Updated September 30, 2017 - 9:38 pm

The Nevada Press Association on Saturday inducted four new members into the Nevada Newspaper Hall of Fame — Myram Borders, Bill Roberts, Alf Doten and A.L. Higginbotham.

Borders, now retired, was a journalist for 36 years, including 25 as Las Vegas bureau manager for United Press International. She broke news, fought for Nevada’s Open Meeting Law and mentored young reporters.

In 1967, Borders was tipped that Elvis Presley was marrying Priscilla Beaulieu at the Aladdin Hotel in Las Vegas. She went to the hotel and spotted Nevada Supreme Court Justice David Zenoff, who confirmed the news. The wedding occurred at 1 a.m. and Borders was the only reporter there.

Roberts, who died in 2015, was a Tonopah native and mainstay for three decades for Central Nevada Newspapers, which he formed in 1975 with his parents and his wife, Bobby Jean.
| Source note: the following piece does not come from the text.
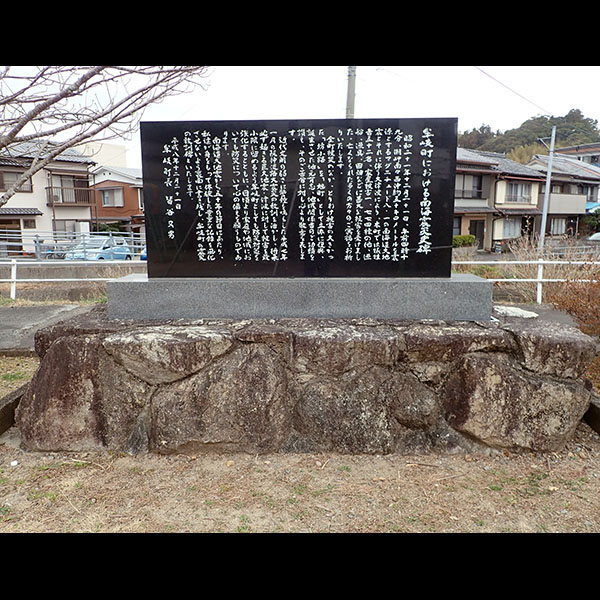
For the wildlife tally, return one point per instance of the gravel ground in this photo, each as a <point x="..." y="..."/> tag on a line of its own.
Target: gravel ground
<point x="295" y="493"/>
The newspaper group included some of Nevada’s most historic newspapers — the Tonopah Times-Bonanza and Goldfield News, Reese River Reveille and Eureka Sentinel.

Doten and Higginbotham were longtime figures in the history of Nevada journalism and were inducted as part of the Newspaper Hall of Fame’s effort to recognize some of the industry’s figures from the past.

Doten moved to Nevada in 1863 to participate in the silver boom but soon began work as a reporter on the Como Sentinel, Virginia Daily Union, Virginia City Territorial Enterprise and Gold Hill Daily News, which he bought in 1872 and guided to a legacy as one of the leading newspapers of the Comstock.

Higginbotham, who died in 1967, taught journalism at the University of Nevada for 43 years and assisted in founding the Nevada State Press Association in 1924.